Hacker News new | ask | show | jobs
by dang 1317 days ago
I would like to know if any of these techniques could be used for identifying articles that are either copies of each other, or near-copies, or different articles on the same story.
4 comments

The easiest and likely most effective method may be to compute vector embeddings using a sentence transformer model, and find nearest neighbors among these vectors for all articles in the set. The distance between the nearest vectors will give you a degree of similarity between the articles. You'll need to figure out some thresholds on these distances to figure out what are near copies vs different articles on the same story. There are efficient methods to find approximate nearest neighbors among a large set of these vectors - available as both OSS and SaaS. Faiss [1], ScaNN [2], and Pinecone [3] are some examples.

This is one of the methods mentioned in the article.
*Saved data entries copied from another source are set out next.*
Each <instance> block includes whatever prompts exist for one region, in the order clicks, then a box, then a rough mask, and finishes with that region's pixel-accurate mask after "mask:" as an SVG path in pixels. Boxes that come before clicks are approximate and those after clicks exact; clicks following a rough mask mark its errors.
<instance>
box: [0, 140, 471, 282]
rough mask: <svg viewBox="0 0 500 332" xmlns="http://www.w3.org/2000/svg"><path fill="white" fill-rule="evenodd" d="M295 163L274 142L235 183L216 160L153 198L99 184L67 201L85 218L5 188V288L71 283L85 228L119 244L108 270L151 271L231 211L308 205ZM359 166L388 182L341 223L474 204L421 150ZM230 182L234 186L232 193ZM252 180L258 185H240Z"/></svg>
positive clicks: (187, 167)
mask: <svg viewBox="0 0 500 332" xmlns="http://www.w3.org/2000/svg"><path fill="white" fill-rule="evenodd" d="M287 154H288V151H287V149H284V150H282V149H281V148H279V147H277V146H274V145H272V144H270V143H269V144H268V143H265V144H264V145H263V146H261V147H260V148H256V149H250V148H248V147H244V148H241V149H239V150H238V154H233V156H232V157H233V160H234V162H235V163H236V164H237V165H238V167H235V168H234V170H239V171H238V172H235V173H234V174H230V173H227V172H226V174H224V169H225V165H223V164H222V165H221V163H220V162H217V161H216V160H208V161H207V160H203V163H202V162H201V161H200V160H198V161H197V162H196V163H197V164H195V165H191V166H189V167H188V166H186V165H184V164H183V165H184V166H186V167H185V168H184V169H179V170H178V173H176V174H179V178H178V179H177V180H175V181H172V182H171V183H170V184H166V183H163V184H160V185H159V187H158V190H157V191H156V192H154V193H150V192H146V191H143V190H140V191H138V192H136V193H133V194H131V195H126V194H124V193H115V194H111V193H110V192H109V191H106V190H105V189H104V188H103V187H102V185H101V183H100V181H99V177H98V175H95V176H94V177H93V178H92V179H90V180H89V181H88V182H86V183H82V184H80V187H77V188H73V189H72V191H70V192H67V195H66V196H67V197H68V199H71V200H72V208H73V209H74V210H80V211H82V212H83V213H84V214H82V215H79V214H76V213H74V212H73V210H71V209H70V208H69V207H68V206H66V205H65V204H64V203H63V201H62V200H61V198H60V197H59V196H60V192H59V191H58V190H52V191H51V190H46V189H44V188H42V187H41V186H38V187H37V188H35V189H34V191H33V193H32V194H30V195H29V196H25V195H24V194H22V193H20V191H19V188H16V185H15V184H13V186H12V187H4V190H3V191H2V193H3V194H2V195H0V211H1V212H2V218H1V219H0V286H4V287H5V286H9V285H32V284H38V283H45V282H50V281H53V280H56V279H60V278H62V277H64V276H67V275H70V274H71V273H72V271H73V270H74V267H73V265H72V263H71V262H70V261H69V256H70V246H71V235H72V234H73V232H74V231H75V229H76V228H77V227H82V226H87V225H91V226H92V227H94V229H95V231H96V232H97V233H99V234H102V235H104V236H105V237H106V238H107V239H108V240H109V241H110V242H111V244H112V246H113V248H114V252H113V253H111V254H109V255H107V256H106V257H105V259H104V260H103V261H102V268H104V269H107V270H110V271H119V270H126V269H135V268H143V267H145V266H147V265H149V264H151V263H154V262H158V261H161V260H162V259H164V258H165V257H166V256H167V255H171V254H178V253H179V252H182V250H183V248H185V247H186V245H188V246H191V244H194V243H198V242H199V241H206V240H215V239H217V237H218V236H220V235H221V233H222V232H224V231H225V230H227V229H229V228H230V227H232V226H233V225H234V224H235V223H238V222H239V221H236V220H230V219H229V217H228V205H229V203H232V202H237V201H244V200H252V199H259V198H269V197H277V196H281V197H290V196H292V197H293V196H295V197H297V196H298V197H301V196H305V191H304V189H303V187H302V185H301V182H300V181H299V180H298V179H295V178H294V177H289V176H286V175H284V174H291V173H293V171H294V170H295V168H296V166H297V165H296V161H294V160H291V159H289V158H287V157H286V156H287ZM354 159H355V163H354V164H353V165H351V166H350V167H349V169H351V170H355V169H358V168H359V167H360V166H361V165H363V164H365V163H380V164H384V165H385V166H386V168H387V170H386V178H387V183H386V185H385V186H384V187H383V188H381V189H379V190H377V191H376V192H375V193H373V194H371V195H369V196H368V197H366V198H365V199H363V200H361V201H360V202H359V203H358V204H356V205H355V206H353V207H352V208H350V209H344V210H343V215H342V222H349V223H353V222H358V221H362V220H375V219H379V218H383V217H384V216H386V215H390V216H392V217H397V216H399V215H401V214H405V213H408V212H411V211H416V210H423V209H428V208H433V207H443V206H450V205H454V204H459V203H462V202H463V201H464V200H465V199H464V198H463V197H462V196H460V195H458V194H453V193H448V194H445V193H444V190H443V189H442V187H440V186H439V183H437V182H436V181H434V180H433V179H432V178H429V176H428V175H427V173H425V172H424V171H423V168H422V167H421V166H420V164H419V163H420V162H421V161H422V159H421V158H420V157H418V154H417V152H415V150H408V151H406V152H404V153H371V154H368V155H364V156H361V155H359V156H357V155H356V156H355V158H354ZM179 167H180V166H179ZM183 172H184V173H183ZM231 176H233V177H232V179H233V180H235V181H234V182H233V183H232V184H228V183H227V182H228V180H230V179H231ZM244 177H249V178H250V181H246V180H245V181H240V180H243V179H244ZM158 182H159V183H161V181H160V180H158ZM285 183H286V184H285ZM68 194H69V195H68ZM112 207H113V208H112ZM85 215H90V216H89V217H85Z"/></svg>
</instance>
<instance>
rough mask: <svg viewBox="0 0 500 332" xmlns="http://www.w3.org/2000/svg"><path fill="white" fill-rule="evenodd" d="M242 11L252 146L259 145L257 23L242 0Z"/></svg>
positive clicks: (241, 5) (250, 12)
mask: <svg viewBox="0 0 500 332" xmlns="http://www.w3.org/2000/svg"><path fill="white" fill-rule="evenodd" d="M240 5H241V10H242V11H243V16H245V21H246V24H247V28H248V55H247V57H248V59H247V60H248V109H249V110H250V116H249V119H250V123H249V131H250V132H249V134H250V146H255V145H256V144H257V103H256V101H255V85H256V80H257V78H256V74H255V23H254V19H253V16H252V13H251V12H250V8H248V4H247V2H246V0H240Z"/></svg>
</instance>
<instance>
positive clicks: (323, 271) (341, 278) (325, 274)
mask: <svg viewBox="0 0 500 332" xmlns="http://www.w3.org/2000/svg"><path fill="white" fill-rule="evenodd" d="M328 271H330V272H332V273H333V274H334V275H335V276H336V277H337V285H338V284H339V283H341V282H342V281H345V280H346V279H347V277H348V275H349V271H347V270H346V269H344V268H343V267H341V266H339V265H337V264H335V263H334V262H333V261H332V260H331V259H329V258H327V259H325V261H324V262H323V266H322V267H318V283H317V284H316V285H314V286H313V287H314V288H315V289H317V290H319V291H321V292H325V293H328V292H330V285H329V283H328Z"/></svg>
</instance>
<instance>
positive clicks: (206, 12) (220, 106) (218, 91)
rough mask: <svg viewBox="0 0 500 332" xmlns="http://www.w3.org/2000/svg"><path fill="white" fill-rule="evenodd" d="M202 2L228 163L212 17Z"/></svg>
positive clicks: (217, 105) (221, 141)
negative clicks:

I don't have implementation experience with the other string distance measures in the article (under "normalized string" in the table), except for Q-grams. Compared to the above method Q-grams don't scale as well and are not as robust because it doesn't encapsulate an understanding of the semantics of the text.

[1] github.com/facebookresearch/faiss

[2] github.com/google-research/google-research/tree/master/scann

[3] www.pinecone.io

If looking for exact or near-exact duplicates, a transformer seems like it's probably overkill. Maybe it's not bad if you already have one that you can use for inference in the database, but I suspect that something as simple as Fasttext would do the job. A transformer would probably be more useful if you want to catch things like replacing words with synonyms out of a thesaurus.
Wouldn't that find articles that are semantically similar, rather than structurally similar (which I interpreted GP as wanting)?

In the structural-comparison case, I imagine you might have better luck with just doing cosine similarity across the term frequency vector or some such, possibly doing random projection first to reduce dimensionality.

Or really, an LSH would do the trick.

Yes, see these examples, which frame this as plagiarism detection but effectively do the same thing:

- https://dzone.com/articles/build-a-plagiarism-checker-using-...

- https://www.pinecone.io/learn/plagiarism-detection/

You should be able to use embeddings for this (sort by the cosine similarity). eg OpenAI has an off the shelf offering: https://beta.openai.com/docs/guides/embeddings/what-are-embe...

We used something similar to build a “similar articles” feature & it gave us de-duplication essentially for free.

Exact and near duplicate articles should have similar or identical word frequency distributions. Maybe that can be used as a blocking criterion somehow. Although it might not be any faster to compare word frequency distributions than to compare dense low-dimensional embeddings.